Some companies have bowed to pressure not only from conservatives who threaten lawsuits but also fear of a backlash from consumers being whipped into a frenzy over supposed reverse racism. The Axios news website reported that “some of the progress achieved since 2020 in providing access to opportunity — including improvements in hiring and promotion of Black employees — is at risk of being rolled back.”

CNN reported that the number of job postings on the hiring platform Indeed with DEI in the title or description have declined nearly as fast over the past year as they grew in 2021. According to the Fast Company business magazine, “Even beyond cutting jobs or trimming budgets, it’s clear that this broader cultural pushback is impacting how companies are approaching DEI.”

However, the Journal said, many companies indicate they “are not going to change anything.
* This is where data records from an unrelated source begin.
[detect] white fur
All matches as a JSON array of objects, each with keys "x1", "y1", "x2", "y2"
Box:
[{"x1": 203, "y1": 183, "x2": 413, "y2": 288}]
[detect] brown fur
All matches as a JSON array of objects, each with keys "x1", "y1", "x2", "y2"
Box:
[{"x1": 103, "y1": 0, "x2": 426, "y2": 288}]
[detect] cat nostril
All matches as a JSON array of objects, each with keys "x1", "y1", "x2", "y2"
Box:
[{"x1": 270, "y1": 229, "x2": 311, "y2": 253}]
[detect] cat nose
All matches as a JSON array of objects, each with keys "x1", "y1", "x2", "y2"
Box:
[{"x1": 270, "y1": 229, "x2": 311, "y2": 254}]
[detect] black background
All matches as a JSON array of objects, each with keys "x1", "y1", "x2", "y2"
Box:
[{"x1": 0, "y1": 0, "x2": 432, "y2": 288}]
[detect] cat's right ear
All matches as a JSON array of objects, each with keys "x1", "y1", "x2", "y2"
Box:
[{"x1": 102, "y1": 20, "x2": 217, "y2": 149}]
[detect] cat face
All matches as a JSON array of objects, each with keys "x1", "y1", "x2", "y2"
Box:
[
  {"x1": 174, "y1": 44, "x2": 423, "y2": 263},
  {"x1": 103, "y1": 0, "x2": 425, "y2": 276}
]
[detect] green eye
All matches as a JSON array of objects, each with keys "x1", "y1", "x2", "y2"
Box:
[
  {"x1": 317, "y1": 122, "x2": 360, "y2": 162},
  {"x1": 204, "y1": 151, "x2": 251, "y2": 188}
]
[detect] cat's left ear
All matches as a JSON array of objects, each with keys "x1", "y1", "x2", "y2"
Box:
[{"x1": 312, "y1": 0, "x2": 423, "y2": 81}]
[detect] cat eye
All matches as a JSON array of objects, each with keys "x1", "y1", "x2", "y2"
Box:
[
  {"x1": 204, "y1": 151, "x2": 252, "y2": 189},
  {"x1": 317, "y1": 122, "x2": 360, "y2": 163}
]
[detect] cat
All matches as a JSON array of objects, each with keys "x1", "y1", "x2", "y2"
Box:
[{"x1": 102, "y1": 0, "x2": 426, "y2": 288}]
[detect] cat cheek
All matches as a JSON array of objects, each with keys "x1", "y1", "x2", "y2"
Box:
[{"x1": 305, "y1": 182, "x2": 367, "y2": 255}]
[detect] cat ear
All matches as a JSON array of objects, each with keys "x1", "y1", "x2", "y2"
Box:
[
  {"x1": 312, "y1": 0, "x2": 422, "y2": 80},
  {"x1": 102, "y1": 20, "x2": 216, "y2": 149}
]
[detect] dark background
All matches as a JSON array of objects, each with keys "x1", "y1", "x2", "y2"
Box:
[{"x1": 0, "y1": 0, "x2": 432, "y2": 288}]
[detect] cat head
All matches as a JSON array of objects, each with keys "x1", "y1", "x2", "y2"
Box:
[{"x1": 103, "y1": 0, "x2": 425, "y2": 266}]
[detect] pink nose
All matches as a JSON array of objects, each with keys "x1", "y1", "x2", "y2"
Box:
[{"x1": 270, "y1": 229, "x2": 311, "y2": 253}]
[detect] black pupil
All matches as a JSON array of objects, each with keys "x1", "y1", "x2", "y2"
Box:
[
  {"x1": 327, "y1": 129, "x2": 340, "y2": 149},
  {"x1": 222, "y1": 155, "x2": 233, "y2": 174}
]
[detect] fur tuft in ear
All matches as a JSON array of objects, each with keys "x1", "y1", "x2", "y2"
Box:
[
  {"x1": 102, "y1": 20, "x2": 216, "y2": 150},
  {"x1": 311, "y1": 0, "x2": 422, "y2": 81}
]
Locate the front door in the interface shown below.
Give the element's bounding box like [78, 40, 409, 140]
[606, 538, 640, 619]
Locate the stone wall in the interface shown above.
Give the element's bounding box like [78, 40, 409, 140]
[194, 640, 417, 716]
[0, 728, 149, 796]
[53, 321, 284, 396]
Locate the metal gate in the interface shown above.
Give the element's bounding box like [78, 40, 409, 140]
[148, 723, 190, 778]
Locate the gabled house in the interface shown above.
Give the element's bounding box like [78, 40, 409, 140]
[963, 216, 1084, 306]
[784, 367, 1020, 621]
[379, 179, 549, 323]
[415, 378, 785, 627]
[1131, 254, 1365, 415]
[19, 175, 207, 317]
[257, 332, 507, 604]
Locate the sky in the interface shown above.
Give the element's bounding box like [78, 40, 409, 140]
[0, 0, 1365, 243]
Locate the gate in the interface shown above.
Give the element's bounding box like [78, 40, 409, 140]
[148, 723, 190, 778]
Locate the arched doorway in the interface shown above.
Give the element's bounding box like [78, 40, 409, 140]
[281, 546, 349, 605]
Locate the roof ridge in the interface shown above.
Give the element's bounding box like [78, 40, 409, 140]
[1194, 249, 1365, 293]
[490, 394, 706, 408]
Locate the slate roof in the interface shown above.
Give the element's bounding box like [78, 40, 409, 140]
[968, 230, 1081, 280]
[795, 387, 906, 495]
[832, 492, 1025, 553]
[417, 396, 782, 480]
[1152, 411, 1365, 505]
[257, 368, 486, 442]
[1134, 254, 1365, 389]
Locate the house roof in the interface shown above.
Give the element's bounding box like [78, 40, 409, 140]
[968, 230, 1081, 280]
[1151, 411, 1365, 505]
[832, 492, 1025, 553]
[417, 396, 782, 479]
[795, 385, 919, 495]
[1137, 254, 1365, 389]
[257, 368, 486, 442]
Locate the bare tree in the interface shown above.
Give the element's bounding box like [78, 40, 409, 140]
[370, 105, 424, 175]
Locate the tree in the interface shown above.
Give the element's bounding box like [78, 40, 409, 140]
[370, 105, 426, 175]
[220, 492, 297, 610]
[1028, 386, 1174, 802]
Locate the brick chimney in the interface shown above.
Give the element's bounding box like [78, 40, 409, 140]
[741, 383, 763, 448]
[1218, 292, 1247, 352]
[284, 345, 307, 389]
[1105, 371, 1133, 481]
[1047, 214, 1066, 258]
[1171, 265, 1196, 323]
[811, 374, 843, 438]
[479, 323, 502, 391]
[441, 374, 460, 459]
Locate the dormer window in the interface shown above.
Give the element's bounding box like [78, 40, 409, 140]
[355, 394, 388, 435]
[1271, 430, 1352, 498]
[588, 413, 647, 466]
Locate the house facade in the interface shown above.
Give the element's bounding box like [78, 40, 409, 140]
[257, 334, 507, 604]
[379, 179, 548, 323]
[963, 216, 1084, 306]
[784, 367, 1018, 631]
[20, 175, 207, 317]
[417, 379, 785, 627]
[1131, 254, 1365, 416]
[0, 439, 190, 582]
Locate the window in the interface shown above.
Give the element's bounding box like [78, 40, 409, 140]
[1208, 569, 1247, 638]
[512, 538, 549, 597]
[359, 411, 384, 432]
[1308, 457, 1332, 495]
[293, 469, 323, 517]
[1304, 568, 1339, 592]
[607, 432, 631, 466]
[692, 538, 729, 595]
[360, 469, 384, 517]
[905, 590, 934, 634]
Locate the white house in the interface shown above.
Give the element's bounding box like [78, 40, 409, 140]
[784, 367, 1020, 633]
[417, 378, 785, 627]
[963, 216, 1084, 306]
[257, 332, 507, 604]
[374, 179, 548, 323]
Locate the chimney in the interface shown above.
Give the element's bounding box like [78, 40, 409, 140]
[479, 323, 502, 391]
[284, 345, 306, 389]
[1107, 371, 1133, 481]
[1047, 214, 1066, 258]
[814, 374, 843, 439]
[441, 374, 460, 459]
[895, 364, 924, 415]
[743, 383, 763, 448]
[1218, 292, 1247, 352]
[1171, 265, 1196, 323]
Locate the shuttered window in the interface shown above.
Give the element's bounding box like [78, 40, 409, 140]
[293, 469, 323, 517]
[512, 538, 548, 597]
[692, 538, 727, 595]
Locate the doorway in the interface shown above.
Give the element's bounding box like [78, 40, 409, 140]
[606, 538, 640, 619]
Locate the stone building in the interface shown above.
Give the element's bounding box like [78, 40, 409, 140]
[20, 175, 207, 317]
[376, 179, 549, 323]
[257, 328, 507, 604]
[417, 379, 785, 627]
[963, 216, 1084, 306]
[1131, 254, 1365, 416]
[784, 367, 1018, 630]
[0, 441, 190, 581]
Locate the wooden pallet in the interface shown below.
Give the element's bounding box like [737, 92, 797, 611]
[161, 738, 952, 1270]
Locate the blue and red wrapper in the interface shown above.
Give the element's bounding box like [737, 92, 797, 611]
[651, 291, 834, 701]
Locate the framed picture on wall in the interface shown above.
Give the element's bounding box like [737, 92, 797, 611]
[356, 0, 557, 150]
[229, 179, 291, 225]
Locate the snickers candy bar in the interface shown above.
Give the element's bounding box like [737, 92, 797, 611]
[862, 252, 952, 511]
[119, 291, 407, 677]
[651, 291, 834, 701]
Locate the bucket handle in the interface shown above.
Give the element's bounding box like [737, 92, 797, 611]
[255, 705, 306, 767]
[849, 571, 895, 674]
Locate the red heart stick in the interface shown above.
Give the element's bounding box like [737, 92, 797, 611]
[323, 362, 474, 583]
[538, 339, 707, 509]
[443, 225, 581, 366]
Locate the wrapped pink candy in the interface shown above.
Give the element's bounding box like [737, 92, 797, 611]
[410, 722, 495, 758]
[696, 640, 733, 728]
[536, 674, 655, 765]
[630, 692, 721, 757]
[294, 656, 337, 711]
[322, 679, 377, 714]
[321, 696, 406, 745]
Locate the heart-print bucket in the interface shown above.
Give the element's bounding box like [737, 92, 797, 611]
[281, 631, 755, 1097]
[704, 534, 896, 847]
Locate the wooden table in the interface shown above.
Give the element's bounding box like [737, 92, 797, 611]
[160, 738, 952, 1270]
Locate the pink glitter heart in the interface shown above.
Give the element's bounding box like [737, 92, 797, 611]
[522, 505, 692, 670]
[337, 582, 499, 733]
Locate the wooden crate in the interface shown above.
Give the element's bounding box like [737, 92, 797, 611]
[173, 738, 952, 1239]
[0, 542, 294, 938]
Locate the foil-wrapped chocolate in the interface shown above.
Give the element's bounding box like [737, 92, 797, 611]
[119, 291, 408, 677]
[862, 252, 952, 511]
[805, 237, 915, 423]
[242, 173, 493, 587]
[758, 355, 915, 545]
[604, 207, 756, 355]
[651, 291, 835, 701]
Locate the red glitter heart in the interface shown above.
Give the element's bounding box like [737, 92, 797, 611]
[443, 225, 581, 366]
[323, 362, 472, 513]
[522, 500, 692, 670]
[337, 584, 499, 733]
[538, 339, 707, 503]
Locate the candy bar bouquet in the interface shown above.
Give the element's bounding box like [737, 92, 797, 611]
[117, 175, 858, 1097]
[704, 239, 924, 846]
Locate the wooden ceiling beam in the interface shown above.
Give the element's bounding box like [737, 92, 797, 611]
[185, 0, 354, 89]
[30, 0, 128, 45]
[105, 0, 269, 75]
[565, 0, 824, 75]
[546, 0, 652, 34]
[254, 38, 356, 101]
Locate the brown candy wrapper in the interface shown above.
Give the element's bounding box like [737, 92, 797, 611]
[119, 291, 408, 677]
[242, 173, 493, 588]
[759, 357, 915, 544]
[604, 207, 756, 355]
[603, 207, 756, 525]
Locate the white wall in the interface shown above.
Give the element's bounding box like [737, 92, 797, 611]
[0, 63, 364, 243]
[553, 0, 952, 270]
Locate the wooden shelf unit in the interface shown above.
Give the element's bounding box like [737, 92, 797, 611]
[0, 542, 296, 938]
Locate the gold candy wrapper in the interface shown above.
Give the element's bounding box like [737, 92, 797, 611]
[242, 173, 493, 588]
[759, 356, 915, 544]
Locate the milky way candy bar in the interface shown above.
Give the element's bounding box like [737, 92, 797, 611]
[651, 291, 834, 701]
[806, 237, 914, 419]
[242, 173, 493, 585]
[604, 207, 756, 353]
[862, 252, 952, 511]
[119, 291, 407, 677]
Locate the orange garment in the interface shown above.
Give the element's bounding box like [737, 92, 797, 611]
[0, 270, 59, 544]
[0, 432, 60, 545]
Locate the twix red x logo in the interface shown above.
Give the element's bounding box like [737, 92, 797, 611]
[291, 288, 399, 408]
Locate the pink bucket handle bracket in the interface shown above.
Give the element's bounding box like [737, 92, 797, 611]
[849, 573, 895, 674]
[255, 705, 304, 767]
We are as committed as ever.” Axios also reported that business leaders “say they’re still committed to diversity” and a study by the W.K. Kellogg Foundation found that “many are doubling down.” Some, “wary of public backlash, are being quieter about their strategies.”

Optimism exists also in the Supreme Court. When the conservative majority ended affirmative action, Justice Sonia Sotomayor declared in her dissent, “Diversity is now a fundamental American value, housed in our varied and multicultural community that only continues to grow.”

And Kanji Yoshino and David Glasgow of the NYU School of Law’s Meltzer Center for Diversity Inclusion and Belonging, wrote in the Harvard Business Journal that it has come down to a question of: What will happen “when the force of the law collides with one of the deeply held beliefs of the 21st century?”

The interesting times are far from over.